Das aktuelle Stichwort: Evangelische Kommunitäten

Hannover (epd). Eine Kommunität ist eine religiöse Lebensgemeinschaft. Im engeren Sinne handelt es sich um evangelische Bruder- und Schwesternschaften, die mit den katholischen Orden vergleichbar sind. Nach einer Erhebung der Evangelischen Kirche in Deutschland gibt es rund 220 Kommunitäten, Klöster sowie geistliche und diakonische Gemeinschaften. Gemeinsam ist ihnen, dass die Mitglieder nach verbindlichen Regeln ihren christlichen Glauben leben.

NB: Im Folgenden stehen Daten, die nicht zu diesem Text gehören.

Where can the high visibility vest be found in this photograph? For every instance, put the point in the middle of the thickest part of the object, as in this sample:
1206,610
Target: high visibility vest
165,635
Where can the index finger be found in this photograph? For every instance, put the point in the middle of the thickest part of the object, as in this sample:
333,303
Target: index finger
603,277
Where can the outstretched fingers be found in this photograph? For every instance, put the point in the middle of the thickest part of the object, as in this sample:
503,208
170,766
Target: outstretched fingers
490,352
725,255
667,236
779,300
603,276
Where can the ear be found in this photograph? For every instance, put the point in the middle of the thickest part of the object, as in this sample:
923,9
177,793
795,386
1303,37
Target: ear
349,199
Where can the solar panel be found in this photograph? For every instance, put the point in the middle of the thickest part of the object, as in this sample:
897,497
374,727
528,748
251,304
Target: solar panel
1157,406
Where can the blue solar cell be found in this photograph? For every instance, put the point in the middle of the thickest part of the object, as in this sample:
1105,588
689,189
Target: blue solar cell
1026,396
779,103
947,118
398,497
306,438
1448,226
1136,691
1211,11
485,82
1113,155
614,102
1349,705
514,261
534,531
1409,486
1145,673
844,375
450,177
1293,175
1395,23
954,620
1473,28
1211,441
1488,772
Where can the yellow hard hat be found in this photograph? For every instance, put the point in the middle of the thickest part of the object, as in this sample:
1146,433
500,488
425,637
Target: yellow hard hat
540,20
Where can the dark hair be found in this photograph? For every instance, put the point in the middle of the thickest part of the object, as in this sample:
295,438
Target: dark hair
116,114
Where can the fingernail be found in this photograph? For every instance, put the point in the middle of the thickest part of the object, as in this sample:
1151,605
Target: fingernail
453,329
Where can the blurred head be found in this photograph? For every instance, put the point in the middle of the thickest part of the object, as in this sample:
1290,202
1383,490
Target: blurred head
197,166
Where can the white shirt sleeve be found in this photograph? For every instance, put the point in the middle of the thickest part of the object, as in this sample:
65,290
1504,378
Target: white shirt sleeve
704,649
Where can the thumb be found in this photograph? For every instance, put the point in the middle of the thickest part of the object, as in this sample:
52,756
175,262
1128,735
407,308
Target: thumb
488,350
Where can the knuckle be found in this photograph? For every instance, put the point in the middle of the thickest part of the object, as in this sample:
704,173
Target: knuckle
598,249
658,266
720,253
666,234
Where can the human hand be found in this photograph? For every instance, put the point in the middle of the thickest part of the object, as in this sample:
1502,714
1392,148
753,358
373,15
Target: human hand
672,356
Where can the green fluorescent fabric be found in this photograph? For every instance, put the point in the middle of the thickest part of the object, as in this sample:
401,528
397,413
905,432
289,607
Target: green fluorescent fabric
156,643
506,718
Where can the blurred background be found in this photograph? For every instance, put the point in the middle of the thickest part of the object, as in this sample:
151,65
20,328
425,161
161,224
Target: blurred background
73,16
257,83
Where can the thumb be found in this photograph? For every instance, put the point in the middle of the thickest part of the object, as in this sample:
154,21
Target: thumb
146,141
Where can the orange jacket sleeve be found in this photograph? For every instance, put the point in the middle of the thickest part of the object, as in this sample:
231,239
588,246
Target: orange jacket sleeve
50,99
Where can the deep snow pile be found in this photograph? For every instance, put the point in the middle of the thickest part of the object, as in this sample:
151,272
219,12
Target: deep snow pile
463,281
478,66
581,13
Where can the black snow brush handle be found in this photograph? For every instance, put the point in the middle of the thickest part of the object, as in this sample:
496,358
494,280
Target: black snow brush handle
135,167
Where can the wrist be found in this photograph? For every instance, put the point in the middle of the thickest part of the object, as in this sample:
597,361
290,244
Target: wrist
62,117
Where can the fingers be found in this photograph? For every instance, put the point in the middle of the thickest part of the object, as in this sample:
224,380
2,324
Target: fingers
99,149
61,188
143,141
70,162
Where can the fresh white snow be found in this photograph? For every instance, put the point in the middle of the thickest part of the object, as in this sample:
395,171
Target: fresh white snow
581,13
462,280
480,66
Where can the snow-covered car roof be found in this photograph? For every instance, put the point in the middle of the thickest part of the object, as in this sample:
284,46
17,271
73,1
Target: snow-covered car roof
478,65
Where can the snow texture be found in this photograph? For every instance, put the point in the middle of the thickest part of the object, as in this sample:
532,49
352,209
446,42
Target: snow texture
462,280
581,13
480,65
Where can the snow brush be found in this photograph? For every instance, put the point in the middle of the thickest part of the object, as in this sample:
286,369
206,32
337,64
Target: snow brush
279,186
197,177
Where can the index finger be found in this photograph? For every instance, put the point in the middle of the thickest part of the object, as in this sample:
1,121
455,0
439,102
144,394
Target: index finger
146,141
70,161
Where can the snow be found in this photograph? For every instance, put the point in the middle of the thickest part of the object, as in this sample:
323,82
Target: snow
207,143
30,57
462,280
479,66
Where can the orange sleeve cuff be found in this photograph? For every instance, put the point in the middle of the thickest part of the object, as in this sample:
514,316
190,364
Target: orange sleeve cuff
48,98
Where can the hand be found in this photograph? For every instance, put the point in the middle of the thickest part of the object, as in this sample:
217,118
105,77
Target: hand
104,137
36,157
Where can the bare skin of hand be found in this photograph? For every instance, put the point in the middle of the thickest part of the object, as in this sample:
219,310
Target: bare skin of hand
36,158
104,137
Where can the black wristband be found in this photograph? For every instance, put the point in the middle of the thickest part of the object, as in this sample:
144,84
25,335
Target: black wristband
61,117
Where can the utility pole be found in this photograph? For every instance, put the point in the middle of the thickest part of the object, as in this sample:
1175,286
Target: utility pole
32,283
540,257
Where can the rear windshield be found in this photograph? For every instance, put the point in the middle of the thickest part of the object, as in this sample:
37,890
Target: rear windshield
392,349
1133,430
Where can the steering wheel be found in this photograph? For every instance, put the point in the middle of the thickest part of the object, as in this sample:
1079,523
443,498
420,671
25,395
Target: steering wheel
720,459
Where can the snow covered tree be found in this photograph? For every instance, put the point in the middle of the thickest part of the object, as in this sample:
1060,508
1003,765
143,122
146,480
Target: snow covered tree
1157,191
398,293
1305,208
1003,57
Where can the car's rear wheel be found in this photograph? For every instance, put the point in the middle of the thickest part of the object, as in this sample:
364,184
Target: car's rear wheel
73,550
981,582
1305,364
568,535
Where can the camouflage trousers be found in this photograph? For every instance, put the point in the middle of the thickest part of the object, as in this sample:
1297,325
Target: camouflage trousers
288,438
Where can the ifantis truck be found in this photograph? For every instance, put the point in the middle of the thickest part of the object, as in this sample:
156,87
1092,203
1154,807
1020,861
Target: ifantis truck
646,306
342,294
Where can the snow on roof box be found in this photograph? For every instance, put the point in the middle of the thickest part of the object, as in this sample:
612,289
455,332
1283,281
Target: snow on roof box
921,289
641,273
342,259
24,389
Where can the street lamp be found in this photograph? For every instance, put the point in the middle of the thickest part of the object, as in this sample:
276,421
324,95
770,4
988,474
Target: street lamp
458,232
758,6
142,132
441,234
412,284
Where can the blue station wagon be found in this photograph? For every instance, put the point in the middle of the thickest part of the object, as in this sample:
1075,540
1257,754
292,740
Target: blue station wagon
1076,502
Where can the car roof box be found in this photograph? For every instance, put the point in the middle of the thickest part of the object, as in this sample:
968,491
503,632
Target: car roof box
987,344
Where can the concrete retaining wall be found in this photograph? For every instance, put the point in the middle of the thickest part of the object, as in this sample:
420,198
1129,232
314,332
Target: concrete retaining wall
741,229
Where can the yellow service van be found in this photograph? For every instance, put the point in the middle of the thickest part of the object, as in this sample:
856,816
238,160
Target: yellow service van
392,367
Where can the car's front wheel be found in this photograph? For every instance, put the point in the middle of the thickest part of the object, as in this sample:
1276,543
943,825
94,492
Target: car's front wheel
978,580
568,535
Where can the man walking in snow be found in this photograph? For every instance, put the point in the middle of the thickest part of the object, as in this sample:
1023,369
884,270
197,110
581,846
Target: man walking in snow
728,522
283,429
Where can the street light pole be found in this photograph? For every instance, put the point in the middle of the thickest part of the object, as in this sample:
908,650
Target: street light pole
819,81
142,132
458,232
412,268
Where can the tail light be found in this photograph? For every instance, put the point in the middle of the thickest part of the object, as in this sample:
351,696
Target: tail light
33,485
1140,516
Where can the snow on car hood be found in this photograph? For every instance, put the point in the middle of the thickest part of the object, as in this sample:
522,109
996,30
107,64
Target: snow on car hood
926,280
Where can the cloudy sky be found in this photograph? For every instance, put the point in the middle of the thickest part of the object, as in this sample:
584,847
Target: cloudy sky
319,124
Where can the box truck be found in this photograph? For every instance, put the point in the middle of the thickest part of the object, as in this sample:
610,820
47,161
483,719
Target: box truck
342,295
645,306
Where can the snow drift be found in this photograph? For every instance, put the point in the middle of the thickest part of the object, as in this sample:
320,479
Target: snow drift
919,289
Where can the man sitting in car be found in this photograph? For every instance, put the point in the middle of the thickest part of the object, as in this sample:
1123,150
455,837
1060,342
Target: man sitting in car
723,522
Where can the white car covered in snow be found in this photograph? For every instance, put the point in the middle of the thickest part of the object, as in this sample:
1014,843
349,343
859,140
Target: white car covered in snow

Das Spektrum umfasst zum einen Kommunitäten und Klöster, in denen sich Brüder und Schwestern den "drei Evangelischen Räten" verpflichten: Verzicht auf Privatbesitz, Ehelosigkeit und Gehorsam. Es reicht zum anderen bis zu Gemeinschaften von Frauen und Männern, die nach verbindlichen Regeln leben und sich regelmäßig zu Tagungen und Einkehr treffen, ohne sich aber aus Familie und Beruf zu lösen. Diakonische Gemeinschaften, deren Diakonissen und Diakone Aufgaben im Gesundheits- und Sozialwesen übernahmen, entstanden überwiegend im 19. Jahrhundert.

Nach Martin Luthers Kritik am Kloster- und Ordensleben seiner Zeit, hatten es Kommunitäten in den Kirchen der Reformation zunächst schwer. Eine frühe, bis heute bestehende Gründung ist die 1727 entstandene "Herrnhuter Brüdergemeine". Vor allem im 19. und 20. Jahrhundert entstanden unter dem Einfluss des Pietismus und der hochkirchlichen Bewegung Kommunitäten. Viele Gemeinschaften bildeten sich auch nach dem Zweiten Weltkrieg, als Menschen auf der Suche nach neuen Werten und Lebensformen waren.